Usually I would never use the $\epsilon$-$\delta$ criterion for problems of this kind. However, I want to be sure if I have correctly understood the $\epsilon$-$\delta$ criterion.
Let be $f:\mathbb{R}^2 \to \mathbb{R}$, with $f{x \choose y}= x^2+y$. We assume that $\mathbb{R}^2$ is equipped with the maximum norm $\Vert \cdot \Vert_{\infty}$. I want to check if $f$ is continuous at point ${a \choose b}$:
So let be $\epsilon>0$ and ${x \choose y}\in\mathbb{R}^2$ with $\Vert {x \choose y}-{a \choose b}\Vert_{\infty}<\delta$. Let's assume without loss of generality that $\Vert {x \choose y}-{a \choose b}\Vert_{\infty}= |(x-a)|<\delta$. Plugging the points into $f$ yields:
$\vert x^2+y-a^2-b\vert=\vert(x-a)(x+a)+(y-b)\vert\leq \vert(x-a)(x+a)\vert +\vert(y-b)\vert \leq \delta\vert (x+a)\vert +\delta\leq \delta\vert (a+a+\delta)\vert +\delta$ $\leq 2|a|\delta+\delta^2+\delta= \delta^2+\delta(2|a|+1)$.
If I choose the $\delta$ small engough, $0<\delta<1$, then I can further conclude that: $\delta^2+\delta(2|a|+1)< \delta(2|a|+2)$.
Then, I simply set my $\delta$ such that $\delta:= \frac{\epsilon}{(2|a|+2)}$. This means that we have found a $\delta$ which only depends on $a$ and $\epsilon$ and it holds that $\vert f{a \choose b} -f{x \choose y}\vert < \epsilon$ for all points ${x \choose y}$ with $\Vert {x \choose y}-{a \choose b}\Vert_{\infty}<\delta$. So $f$ is conitinuous at point ${a \choose b}$.
Is this correct?
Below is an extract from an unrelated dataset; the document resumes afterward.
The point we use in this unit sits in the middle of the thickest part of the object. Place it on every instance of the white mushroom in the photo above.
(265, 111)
Are the upper bounds I used correct? Would you do it differently if you use the $\epsilon$-$\delta$ criterion?
Any comments or feedback is appreciated :)
1) You say: "let's assume without loss of generality that $\|(x,y) -(a,b)\|_\infty = |x-a|$. You can't really do this WLOG (at least I don't see how you don't lose generality), but more importantly you don't need to make this assumption, it isn't used anywhere. By the definition of the $\|\cdot \|_\infty$ norm, $|x-a|, |y-b|<\delta$.
2) You write that you define $\delta := \frac{\epsilon}{2|a| + 2}$, but you really need to take $\delta := \min( \frac{\epsilon}{2|a| + 2}, 1)$ since you used, $\delta \leq 1$ above.
Other than that, everything looks good.